Sauf que … la vérité brute n’est pas vecteur de sens. Et le rôle premier du politique est de mettre en mots les valeurs et l’horizon commun vers lequel nous nous dirigeons conjointement. Il est de leur devoir de nous faire ressentir le monde. Je renvoie notamment nos dirigeants à l’usage du discours épidictique, cette forme d’art oratoire grec capable de toucher les auditeurs dans leur chair.

Se passer d’annoncer solennellement l’extension de mesures légales contraignantes avec appui sur un récit fédérateur imagé, c’est grave. Ne pas se prononcer sur le phénomène de délation massif qui a sévi en Belgique avant les fêtes de fin d’année, c’est tendancieux. Nous retirer le droit de nous exprimer par le biais d’une manifestation de plus de cent personnes, c’est dramatique.

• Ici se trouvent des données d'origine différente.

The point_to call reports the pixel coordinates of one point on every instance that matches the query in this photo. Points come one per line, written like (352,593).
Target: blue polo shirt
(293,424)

Est-il vraiment nécessaire de rappeler que dans le contrat social pensé par Rousseau en 1762, l’homme consent à perdre sa liberté naturelle quand il entre en société sous la stricte condition de gagner en échange en liberté civile et politique ?

Une brèche ouverte

Le silence est la voie royale de l’obscurantisme. Une brèche a été ouverte… La gouvernance actuelle s’apparente presque à de la pensée magique. Vous savez, cette croyance qu’ont les enfants qu’en claquant des doigts (ou en pleurant), ils vont recevoir à manger instantanément (autrement dit, que la nourriture va leur tomber du ciel).

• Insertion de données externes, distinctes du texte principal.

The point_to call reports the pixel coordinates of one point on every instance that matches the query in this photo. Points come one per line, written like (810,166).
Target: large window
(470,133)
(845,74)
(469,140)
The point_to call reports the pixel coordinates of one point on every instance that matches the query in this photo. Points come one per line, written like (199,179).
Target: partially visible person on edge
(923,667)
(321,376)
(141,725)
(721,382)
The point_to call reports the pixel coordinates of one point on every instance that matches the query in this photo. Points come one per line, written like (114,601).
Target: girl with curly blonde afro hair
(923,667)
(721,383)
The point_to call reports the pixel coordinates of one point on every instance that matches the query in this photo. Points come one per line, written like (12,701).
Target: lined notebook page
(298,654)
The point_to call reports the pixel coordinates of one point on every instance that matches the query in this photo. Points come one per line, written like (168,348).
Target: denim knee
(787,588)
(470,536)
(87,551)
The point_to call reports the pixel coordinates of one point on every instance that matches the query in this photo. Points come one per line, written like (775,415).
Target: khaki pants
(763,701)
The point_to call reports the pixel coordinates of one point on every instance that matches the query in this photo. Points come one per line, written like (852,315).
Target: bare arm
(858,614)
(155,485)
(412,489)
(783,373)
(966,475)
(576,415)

"Il est grand temps d’en finir avec cette rhétorique archaïque, infantilisante et court-termiste indigne de notre nation."
Sarah Halfin
Ingénieure de gestion, consultante et chroniqueuse

Or, il y a un chemin tangible à emprunter en démocratie. Dans le monde civilisé des grands, un raisonnement précède l’action et une réflexion prévoit ses aboutissants. C’est une chose de fermer les frontières, c’en est une autre de le faire sans expliciter la moindre stratégie sous-jacente d’un tel acte. Après tout, pourquoi rouvriraient-elles dans un mois? Sous quelles conditions? Qu’est-ce qui aura changé dans le monde d’ici là (sinon la présence accrue du variant redouté)? Sans parler du fait que la Commission européenne elle-même a prié la Belgique de justifier clairement ces mesures plus restrictives que recommandé.

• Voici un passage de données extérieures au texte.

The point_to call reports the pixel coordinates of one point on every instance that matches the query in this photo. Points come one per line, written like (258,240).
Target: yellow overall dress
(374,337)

Les non-dits créent des courts-circuits, des rejets, des combats. Parce que sans débat, on combat. Or, combattre (étymologiquement « se battre contre ») nourrit les scissions, quand débattre (« se battre avec intensité ») vise à élever la société dans son ensemble.

La forme empruntée par le nouveau gouvernement enlaidit le fonds de ce qui se joue. Il est grand temps d’en finir avec cette rhétorique archaïque, infantilisante et court-termiste indigne de notre nation. La finalité première de toute prise de parole est la prise de parole elle-même. Ignorer cette vérité profonde, c’est la dérive ultime de l’idéologie utilitariste qui pense pouvoir peser l’utilité de chacun de nos gestes. Déjà que la vie a été vidée de sa substance, j’implore nos dirigeants de se ressaisir et d’épargner l’humanité qui caractérise notre essence.